A phase 1b, open-label, single-arm study of cofetuzumab pelidotin (a PTK7-targeting antibody-drug conjugate) in patients with PTK7-expressing, recurrent non-small cell lung cancer (NSCLC).

Abstract

TPS3142 Background: Protein tyrosine kinase 7 (PTK7) is a highly conserved receptor tyrosine kinase involved in the Wnt signaling pathway and is overexpressed in multiple cancer types, including non-small cell lung cancer (NSCLC). Cofetuzumab pelidotin (ABBV-647) is an anti-PTK7 antibody-drug conjugate comprising the hu6MO24 monoclonal antibody, a cleavable cysteine-reactive linker, and Aur0101 (an auristatin microtubule inhibitor). It has shown promising preclinical anti-tumor effects (Damelin et al. Sci Transl Med 2017;9[372]:eaag2611) and clinical activity with a manageable safety profile in a Phase 1 study in patients with advanced solid tumors, with promising anti-tumor activity noted in NSCLC (Sachdev et al. DOI: 10.1200/JCO.2018.36.15_suppl.5565).
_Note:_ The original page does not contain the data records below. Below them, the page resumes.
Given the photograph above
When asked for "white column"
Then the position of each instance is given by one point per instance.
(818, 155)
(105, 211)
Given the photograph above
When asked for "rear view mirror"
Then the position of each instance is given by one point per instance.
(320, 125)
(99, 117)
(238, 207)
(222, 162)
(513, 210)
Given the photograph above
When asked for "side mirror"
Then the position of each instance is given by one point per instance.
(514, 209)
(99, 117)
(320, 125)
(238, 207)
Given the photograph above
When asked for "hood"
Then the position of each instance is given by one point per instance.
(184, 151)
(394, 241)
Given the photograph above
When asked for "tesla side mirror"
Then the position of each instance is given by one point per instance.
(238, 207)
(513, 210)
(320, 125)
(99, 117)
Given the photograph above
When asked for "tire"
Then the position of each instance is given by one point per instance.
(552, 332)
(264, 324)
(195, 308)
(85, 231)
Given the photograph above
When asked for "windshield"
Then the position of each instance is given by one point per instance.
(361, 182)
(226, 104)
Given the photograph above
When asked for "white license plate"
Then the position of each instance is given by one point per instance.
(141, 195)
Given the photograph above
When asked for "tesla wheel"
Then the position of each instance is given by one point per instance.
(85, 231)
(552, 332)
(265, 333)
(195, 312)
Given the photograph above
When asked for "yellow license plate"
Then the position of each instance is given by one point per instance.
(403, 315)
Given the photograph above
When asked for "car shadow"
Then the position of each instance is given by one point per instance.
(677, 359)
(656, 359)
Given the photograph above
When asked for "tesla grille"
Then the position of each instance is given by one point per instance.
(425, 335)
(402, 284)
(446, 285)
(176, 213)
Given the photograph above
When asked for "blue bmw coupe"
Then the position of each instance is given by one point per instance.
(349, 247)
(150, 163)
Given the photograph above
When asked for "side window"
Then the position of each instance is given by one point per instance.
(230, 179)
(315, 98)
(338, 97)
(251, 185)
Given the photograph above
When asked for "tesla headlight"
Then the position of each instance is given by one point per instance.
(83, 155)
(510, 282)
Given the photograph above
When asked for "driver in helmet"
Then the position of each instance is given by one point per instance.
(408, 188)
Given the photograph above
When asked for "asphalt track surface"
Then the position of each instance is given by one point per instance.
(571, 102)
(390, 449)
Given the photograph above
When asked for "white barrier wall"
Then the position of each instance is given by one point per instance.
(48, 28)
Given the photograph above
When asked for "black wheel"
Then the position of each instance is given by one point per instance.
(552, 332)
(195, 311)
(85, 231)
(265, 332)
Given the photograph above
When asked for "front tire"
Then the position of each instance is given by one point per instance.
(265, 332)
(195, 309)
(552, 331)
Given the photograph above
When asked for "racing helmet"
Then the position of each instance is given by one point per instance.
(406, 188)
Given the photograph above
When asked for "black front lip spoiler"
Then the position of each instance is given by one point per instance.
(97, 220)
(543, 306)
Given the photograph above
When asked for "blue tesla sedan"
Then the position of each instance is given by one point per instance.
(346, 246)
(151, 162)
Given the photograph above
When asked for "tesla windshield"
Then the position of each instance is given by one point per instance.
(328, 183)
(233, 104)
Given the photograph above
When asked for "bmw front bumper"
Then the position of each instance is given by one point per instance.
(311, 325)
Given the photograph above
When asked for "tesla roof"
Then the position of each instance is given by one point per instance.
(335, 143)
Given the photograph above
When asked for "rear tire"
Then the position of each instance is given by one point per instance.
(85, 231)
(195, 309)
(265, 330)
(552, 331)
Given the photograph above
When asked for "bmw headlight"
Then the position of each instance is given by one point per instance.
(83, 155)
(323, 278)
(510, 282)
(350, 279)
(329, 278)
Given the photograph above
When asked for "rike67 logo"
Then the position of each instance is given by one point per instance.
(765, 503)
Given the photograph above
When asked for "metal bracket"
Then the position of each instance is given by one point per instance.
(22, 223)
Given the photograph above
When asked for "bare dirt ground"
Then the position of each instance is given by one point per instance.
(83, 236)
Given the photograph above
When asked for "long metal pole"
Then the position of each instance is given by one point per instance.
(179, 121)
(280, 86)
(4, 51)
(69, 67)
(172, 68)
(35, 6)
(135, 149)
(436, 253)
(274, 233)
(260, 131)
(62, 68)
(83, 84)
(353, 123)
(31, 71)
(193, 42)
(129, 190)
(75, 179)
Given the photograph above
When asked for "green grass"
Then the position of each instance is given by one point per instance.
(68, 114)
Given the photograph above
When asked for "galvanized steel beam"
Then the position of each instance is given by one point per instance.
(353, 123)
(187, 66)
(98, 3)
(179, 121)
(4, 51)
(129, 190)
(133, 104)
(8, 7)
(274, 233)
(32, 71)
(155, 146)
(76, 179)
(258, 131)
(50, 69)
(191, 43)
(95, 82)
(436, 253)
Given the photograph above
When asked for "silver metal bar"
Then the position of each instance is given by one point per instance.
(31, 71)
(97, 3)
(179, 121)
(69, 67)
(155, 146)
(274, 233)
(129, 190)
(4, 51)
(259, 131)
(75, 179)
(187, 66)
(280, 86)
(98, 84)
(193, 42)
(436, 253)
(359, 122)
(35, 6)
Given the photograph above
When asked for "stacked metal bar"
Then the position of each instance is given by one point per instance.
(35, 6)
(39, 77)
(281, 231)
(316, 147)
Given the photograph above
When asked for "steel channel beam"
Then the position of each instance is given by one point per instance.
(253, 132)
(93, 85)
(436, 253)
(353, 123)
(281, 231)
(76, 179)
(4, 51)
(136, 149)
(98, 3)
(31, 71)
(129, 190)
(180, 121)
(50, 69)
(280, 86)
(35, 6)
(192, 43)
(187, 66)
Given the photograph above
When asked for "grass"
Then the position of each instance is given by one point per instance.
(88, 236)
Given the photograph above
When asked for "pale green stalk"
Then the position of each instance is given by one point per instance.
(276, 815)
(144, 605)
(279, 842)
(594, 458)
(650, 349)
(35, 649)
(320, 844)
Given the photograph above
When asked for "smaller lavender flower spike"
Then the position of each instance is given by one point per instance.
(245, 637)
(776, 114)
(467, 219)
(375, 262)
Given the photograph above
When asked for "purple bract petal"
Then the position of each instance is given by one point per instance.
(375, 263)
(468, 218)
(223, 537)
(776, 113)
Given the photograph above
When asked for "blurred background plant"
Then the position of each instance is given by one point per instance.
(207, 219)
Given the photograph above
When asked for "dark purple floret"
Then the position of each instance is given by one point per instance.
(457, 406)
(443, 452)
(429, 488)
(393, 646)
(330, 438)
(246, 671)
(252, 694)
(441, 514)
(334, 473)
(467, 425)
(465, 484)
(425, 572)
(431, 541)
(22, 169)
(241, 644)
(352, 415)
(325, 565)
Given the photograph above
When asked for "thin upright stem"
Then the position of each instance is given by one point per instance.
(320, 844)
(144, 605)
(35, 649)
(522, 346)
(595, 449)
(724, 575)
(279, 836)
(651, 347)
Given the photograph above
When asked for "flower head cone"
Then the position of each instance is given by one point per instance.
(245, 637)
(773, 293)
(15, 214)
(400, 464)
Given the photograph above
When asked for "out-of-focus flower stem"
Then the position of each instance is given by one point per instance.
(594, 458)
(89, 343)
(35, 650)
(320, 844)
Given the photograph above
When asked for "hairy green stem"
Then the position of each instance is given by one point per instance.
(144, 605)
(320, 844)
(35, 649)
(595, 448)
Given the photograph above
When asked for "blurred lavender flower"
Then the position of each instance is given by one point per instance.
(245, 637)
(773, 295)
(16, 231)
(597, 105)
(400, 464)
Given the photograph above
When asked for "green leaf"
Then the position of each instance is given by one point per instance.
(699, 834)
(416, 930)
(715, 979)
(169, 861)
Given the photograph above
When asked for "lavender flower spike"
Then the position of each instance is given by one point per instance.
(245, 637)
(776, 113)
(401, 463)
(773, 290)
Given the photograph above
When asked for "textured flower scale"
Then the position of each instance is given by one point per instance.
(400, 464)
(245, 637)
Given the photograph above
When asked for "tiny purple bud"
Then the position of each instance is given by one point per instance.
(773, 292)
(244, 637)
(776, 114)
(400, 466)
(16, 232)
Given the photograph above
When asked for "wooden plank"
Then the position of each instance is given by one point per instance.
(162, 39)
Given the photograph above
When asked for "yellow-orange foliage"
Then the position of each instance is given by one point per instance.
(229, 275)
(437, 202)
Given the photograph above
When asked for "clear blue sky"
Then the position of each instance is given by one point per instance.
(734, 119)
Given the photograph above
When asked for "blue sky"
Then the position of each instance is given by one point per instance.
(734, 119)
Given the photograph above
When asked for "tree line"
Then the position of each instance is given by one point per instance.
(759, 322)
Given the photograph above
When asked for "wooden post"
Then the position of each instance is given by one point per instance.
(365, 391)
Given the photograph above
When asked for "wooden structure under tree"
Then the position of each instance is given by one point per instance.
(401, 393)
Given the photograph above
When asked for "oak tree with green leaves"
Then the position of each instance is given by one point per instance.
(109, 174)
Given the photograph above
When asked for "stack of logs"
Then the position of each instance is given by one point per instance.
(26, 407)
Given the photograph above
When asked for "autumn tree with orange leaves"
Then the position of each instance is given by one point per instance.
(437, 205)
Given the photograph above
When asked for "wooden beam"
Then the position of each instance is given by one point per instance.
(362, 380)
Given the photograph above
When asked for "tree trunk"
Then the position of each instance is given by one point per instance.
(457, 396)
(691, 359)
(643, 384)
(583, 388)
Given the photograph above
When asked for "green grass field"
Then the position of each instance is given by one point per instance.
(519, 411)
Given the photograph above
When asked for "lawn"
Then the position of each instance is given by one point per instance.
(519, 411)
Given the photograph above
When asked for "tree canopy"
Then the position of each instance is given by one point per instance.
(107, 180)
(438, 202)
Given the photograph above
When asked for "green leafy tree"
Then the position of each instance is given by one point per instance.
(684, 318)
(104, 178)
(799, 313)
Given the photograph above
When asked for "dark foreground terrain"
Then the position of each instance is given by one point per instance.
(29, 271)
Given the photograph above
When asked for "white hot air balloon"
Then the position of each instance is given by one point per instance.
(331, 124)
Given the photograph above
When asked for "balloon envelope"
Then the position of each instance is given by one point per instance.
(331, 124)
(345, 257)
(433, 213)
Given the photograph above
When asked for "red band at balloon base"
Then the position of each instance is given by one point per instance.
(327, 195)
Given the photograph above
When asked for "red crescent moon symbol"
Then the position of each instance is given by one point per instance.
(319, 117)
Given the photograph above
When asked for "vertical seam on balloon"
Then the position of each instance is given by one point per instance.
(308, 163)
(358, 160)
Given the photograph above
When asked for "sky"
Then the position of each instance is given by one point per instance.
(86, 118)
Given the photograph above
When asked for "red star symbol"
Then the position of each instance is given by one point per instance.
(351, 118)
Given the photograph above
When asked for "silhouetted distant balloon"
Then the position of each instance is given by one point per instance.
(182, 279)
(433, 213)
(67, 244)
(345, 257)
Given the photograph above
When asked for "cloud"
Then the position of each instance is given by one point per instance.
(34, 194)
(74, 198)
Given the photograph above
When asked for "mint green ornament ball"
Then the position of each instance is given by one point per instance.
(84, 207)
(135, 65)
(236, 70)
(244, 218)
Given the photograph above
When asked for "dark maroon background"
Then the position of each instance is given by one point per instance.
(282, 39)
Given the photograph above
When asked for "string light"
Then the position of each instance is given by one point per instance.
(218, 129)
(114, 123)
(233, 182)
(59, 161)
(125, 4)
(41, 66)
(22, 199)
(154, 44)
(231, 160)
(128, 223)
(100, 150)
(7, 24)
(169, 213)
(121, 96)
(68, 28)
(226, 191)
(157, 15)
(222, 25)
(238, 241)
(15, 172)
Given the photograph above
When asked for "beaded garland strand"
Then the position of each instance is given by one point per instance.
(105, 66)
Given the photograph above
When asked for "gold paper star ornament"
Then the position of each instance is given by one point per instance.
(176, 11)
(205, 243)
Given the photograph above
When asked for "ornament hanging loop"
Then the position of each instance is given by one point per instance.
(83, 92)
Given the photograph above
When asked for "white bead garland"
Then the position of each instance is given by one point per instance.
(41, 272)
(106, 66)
Methods: This open-label, single-arm, multicenter Phase 1b study (NCT04189614) will assess the anti-tumor activity and safety of cofetuzumab pelidotin in approximately 40 patients with PTK7-expressing, recurrent NSCLC. The primary objective is to assess the objective response rate of cofetuzumab pelidotin according to Response Evaluation Criteria in Solid Tumors version 1.1. Secondary objectives include the duration of response, progression-free survival, overall survival, and safety and tolerability. Pharmacokinetic and biomarker samples will also be collected throughout for analysis. Patients must be aged ≥18 years with an Eastern Cooperative Oncology Group performance status of 0–1 and have recurrent histologically confirmed NSCLC with PTK7-expressing tumor (using a validated immunohistochemistry assay). Patients must have progressed after treatment with a platinum-based chemotherapy doublet and an immune checkpoint inhibitor (for tumors without targetable genetic alterations), or a platinum-based chemotherapy doublet and targeted agent(s) (for tumors with targetable genetic alterations). Patients must also have received ≤2 prior lines of systemic therapy (≤3 prior lines for tumors treated with targeted agent[s] for genetic alterations), including no more than 1 line of systemic chemotherapy. Cofetuzumab pelidotin (2.8 mg/kg) is administered intravenously every 3 weeks until the patient experiences disease progression, intolerable toxicity, or other study treatment discontinuation criteria are met. The study commenced on February 13, 2020 and enrollment is ongoing. Clinical trial information: NCT04189614.